The likes of Franklin Templeton, Schroders, BlackRock, Rathbones, Ignis and others have reduced their annual management charge (AMC) to 0.75 per cent. Baillie Gifford has proposed to undercut this further, lining up share classes that contain a 0.65 per cent AMC. In a twist, however, Invesco Perpetual and M&G Investments – the two largest retail fund providers in the UK – are offering shares that are which offer no commission to advisers but continue to offer rebates – roughly 0.25 per cent of assets a year – to platforms. These share classes are designed to comply with the RDR changes that will take effect at the end of this year, but not the cash rebate ban that is projected to take place at the end of next year. If cash rebates are indeed banned, investors would have to switch to using new Invesco and M&G share classes on new business. During this in-between period a danger remains that platforms may be encouraged to highlight funds with share classes that contain platform rebates over those that do not, to gather rebate-paying assets in the run up to the proposed cash rebate ban.
An FSA spokesperson told Investment Adviser that the regulator does not view this as a “particular problem” – even though the FSA has already banned rebates for advisers.

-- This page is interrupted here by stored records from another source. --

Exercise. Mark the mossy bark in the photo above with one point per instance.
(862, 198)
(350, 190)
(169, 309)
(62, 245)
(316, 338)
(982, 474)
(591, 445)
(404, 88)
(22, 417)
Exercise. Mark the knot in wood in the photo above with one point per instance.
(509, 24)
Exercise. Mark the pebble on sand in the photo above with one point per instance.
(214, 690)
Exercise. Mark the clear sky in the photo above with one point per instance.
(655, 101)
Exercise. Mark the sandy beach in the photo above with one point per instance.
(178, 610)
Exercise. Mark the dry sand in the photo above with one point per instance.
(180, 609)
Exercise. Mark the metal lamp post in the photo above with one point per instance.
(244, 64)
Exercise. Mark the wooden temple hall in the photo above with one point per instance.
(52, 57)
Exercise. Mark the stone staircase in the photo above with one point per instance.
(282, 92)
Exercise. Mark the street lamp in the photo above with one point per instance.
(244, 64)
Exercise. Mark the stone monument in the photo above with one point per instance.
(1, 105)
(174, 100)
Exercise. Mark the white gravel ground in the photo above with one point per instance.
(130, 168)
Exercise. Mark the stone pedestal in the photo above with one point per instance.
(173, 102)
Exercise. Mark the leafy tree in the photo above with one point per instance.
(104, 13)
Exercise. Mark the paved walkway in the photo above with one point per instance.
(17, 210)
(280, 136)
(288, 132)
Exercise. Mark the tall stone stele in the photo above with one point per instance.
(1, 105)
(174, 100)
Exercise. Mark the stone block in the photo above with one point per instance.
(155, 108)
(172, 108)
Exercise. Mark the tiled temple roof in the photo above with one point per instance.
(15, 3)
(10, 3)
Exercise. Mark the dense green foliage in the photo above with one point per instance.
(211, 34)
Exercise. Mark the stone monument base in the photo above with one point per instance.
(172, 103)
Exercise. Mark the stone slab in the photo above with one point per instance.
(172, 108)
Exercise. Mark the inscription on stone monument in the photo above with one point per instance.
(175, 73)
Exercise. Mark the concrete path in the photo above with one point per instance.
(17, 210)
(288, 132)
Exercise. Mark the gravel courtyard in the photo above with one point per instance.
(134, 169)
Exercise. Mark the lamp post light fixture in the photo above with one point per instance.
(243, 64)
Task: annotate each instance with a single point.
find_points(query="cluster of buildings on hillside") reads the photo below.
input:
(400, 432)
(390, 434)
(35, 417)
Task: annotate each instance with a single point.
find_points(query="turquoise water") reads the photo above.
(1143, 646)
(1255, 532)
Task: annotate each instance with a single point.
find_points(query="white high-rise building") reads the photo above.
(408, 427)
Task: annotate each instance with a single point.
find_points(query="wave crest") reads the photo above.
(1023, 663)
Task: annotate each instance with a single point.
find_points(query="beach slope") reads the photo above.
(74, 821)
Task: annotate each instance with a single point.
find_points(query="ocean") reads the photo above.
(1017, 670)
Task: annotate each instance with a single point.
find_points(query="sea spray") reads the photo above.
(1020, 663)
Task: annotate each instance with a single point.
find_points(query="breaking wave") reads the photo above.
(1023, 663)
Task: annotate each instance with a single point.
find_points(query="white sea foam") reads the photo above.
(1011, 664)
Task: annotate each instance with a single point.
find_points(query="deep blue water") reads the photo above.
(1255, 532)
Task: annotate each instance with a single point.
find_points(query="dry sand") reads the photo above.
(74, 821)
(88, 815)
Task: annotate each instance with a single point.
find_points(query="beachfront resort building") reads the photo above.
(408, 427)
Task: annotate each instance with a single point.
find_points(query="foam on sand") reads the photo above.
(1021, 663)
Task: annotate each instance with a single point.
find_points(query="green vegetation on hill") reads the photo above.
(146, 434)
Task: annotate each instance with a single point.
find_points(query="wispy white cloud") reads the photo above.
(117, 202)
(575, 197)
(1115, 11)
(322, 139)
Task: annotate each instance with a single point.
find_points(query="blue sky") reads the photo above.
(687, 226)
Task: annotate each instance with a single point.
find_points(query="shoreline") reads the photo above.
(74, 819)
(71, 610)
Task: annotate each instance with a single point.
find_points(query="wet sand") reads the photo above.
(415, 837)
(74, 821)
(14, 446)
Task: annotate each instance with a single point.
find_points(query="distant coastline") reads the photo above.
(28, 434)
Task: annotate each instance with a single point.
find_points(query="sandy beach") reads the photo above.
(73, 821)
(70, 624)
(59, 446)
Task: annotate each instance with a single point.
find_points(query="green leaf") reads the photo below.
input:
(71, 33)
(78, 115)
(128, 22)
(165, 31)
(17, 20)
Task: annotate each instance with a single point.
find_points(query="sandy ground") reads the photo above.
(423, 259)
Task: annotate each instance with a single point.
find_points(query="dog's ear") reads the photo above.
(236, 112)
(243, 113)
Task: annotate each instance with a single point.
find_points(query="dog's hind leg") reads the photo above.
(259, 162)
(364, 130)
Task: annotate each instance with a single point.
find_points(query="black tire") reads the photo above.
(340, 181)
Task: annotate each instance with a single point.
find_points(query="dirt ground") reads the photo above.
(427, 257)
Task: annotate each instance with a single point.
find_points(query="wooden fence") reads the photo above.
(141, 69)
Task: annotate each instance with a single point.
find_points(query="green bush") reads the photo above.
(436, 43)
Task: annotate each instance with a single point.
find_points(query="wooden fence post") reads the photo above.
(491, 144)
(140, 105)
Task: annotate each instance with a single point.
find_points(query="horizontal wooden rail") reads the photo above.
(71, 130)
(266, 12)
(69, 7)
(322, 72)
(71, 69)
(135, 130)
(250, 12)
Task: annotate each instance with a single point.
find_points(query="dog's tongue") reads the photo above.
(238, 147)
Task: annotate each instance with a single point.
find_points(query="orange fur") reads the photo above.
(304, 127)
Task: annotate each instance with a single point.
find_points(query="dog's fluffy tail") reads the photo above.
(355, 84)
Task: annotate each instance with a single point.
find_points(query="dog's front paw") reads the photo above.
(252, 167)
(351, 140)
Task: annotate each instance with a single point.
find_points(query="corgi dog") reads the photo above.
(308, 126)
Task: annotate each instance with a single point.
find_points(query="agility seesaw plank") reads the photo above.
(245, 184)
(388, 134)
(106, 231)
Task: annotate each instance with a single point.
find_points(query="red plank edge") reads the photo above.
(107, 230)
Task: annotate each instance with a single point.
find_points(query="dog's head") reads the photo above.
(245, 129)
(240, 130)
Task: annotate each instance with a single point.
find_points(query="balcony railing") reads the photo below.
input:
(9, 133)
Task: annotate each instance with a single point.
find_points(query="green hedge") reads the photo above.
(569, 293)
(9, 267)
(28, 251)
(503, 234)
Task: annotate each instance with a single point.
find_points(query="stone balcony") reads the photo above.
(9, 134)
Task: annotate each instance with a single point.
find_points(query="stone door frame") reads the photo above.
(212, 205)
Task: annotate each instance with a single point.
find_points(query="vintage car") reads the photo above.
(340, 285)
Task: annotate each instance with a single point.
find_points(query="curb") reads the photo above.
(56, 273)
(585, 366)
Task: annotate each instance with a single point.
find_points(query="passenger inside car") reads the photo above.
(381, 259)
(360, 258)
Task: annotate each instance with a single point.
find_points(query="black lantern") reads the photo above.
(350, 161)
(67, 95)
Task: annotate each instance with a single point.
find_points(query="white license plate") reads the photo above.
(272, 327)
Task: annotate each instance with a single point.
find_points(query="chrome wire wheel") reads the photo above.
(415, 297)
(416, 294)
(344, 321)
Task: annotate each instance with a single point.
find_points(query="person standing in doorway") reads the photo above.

“Ultimately both the adviser and the client are incentivised to pick the best and lowest cost option. There are already some incentives for platforms to prioritise [one fund over another]. Until our rules come in there is not much we can do,” the spokesperson said. The FSA added that fund shares with lower annual charges – which could be achieved by excluding rebates – would also be beneficial to managers, as higher costs can make performance data appear worse.
There are also a number of areas where further clarity is required, especially around the desired treatment of non-advised platforms like Hargreaves Lansdown’s main Vantage platform. Mr Cox says Hargreaves Lansdown, to take an example, has already reverted to the FSA “with a couple of queries on a couple of things that we want some clarifications on”.
The FSA has said that it will make a final ruling before the end of the year, where it will look at whether the cash rebate ban in particular should be extended to the non-advised platform market – chiefly execution-only brokers like Hargreaves Lansdown – with a starting position that it will.
Overall, Mr Dymott says the RDR still has plenty of room to evolve with respect to the detail of the platform paper, especially as the consultation is still ongoing. “One of the things that we see, the challenges that we see, is the significant amount of detail that the FSA have to work through over the next few months to put that into final policy,” he says. “What we found with previous consultation processes on the RDR is that it took a significant amount of time due to the sheer complexity of some of the areas that they’re trying to tackle, and I think that’s going to be the theme.”
In spite of ongoing lobbying from the industry, however, Mr Thorman concludes that further consultation will make little difference to the FSA’s views. “Yes, they’ve consulted, but they just haven’t believed what people said. So unfortunately they have concluded we’ve got an axe to grind, and the best thing they can do is make their own judgement.”